David Ortiz vs. Fred McGriff: A Hall of Fame comparison

21 Feb 1998: Fred McGriff #29 of the Tampa Bay Devil Rays at Spring Training at the Al Lang Stadium in St. Petersburg, Florida. Mandatory Credit: Rick Stewart /Allsport
21 Feb 1998: Fred McGriff #29 of the Tampa Bay Devil Rays at Spring Training at the Al Lang Stadium in St. Petersburg, Florida. Mandatory Credit: Rick Stewart /Allsport

What do you suppose Fred McGriff is thinking about the election of David Ortiz to the Baseball Hall of Fame?

Because McGriff is that kind of guy, he’s probably feeling gracious. Still, given the similarity in their numbers, you could hardly blame McGriff if he wondered why Ortiz is in the Hall and he still needs a ticket.

Ortiz was elected Tuesday in his first year of eligibility with 77.9 percent of the vote. McGriff, who played from 1986 through 2004, lasted a full decade on the ballot and, in his best year, got barely half that percentage.

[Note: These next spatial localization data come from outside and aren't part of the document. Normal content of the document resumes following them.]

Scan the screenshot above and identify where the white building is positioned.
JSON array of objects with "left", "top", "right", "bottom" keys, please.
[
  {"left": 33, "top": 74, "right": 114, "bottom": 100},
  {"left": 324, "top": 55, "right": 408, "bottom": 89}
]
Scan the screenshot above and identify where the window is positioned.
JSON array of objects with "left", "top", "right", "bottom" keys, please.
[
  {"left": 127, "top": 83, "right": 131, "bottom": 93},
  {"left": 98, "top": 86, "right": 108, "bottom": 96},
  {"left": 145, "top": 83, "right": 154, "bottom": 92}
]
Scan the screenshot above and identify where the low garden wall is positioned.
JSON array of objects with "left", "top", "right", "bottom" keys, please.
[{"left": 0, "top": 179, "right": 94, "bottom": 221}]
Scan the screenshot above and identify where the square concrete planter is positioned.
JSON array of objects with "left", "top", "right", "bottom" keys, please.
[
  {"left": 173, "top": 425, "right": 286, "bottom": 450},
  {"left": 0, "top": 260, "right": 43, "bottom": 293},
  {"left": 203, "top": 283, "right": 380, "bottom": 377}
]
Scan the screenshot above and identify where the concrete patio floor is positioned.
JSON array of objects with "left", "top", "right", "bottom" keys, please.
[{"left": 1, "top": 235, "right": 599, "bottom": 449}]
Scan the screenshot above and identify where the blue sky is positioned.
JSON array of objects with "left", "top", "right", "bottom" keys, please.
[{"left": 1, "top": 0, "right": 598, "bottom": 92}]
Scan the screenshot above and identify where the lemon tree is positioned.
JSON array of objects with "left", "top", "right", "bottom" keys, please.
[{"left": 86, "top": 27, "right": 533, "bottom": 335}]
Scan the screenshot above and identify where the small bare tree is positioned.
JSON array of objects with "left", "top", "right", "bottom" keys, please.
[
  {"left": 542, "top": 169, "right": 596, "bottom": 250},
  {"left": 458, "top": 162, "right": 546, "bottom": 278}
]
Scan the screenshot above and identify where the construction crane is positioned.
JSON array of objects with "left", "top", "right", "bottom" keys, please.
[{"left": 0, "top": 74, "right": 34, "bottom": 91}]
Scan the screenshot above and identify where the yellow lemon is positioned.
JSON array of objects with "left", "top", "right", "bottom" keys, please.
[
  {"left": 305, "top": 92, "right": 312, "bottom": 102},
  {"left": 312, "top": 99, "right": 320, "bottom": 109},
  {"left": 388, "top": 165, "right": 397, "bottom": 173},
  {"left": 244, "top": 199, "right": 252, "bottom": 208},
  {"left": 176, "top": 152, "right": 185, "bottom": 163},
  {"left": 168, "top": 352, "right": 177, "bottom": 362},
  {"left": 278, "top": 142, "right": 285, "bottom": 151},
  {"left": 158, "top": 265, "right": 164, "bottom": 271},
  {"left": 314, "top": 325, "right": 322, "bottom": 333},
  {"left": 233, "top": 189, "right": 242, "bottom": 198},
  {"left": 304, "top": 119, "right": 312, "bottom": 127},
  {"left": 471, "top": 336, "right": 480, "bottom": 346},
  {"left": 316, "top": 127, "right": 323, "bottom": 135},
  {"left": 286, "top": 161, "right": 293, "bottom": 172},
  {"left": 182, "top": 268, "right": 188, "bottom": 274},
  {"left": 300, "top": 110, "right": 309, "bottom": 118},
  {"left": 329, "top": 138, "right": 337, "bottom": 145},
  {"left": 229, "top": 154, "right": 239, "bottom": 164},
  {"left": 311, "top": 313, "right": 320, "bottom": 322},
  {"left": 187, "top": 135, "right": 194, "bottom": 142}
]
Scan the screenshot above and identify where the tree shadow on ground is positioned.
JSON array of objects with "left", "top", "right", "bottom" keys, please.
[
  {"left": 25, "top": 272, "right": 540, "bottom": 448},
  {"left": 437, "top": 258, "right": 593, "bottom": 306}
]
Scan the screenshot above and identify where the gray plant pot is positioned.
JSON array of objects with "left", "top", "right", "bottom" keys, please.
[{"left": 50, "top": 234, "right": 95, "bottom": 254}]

He peaked in 2019, his final year of eligibility, at just 39.8 percent.

Considering only the numbers, that’s just mystifying.

Here is a comparison of the career stat lines of Fred McGriff and David Ortiz

                                Hits        HR          BA       OBP        SLG       WAR

Ortiz                      2,472     541       .286      .380      .552        52.7

McGriff                 2,490     493       .284      .377      .509        52.6

Ortiz’s only statistical advantage of significance lies in his 48 additional home runs, the better slugging average being a byproduct of that.

McGriff actually had a few more hits, and the two players’ career batting and on base averages, as well as their career WARs, are virtually identical.

In fact, their stats are so similar that Baseball Reference lists McGriff as the second-most comparable player to Ortiz, and Ortiz as the fifth-most comparable to McGriff.

Let the record also show that while Ortiz made all but 180 of his 2,275 career starts as a DH, McGriff played 2,239 of his 2,382 games at a defensive position, first base.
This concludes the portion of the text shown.